Amelia Air uses volunteer pilots to transport animals from overcrowded shelters to rescue centers and forever families. Their pilots fly dogs, cats, and other animals around the country to avoid euthanasia. Over 800 animals have been saved since Amelia Air started three years ago, and they hope to expand their reach going forward to rescue even more pets.
What is the story behind Amelia Air?
There are about a million pets euthanized each year in the US. Amelia Air started because we noticed a niche in animal rescue that was unserved. There are shelters that are overcrowded, and there are shelters that have the capacity to take care of additional animals. My co-founder Dean used his passion for aviation to connect those dots and allow animals to avoid euthanisia. Dean and his wife flew a tiny plane to rescue their Great Dane and were worried about how she would do on the flight. She hopped right in, and they named her Amelia after Amelia Earhart as a result. She was the inspiration for Amelia Air. Dean would fly our first missions while I was behind the scenes, and then I learned how to fly a few months later. I grew up volunteering in shelters and always wanted to learn to fly, so this was the motivation I needed to make it happen.
Where do you take the animals that you rescue?
We typically move dogs from overcrowded, rural shelters to no-kill rescue centers. The centers we bring animals to have the funds, network, and resources to get them adopted. Sometimes we’ll fly animals to individual adopters as well. We balance the system because there are different needs in different areas of the country.
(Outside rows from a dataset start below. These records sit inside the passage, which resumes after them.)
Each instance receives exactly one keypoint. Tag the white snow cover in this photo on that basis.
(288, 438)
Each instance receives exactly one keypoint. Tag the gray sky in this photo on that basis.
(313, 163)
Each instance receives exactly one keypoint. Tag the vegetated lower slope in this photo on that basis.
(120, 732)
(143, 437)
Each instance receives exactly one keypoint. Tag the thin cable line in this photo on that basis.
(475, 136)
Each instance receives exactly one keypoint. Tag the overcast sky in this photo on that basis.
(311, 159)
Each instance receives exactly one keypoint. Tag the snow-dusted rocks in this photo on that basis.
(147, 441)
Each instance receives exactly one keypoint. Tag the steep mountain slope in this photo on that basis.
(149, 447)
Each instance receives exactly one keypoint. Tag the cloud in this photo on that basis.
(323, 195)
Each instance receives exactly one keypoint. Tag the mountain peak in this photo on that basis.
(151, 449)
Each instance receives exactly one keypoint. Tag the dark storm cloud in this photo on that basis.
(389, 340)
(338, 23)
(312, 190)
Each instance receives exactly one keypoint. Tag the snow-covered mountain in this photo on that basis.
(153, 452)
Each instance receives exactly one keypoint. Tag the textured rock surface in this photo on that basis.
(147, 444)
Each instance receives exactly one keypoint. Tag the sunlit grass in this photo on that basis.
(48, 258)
For example, we’ll bring animals from the south up to northern cities, from Mexico to Los Angeles, and tons of other routes. We go where there is a pet overpopulation issue to bring the animals somewhere safe. We have 12-15 volunteer pilots that transport animals for us, me being one of them.
What are some of your favorite rescue stories?
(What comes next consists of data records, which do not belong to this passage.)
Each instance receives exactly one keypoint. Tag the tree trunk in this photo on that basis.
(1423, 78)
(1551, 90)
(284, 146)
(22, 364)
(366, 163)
We recently completed our first international rescue trip to Mexico. It was a lot of logistics and planning to get Amelia Air registered as an intermediate handler for the international transport of animals. We rescued 12 dogs and it went off without a hitch, I can’t wait to do it again. Another trip that was really impactful was when we rescued 45 beagles from an animal testing facility. I arranged an American Airlines flight for 45 beagles to travel from Texas to Los Angeles, where our rescue partner worked to get all of them adopted. Dean also flew 30 dogs during the Kentucky floods and brought them to safety in New York. Aviation is an under-utilized asset in rescue— you can get in and out quickly and it’s much less stressful for the animals.
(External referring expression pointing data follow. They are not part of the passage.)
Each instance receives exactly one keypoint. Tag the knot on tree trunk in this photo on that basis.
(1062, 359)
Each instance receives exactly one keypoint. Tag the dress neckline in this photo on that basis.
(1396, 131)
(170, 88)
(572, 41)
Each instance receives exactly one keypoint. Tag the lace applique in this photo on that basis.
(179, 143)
What has been the best part of co-founding Amelia Air?
There is no better feeling than rescuing an animal. If I’m having a bad day and I get in a plane to pick up dogs and cats that would have otherwise been put down, it instantly turns my mood around. Hitting the sky with a bunch of rescue animals in the plane with me is such a unique, incredible experience, especially since I know they are on their way to forever families. I have a big dream for Amelia Air, which is to create a digital platform that would enable rescue centers to communicate with each other. It could connect the dots between who needs help and who has space to help, would allow rescue centers to share resources and knowledge, and would enable us to work more efficiently.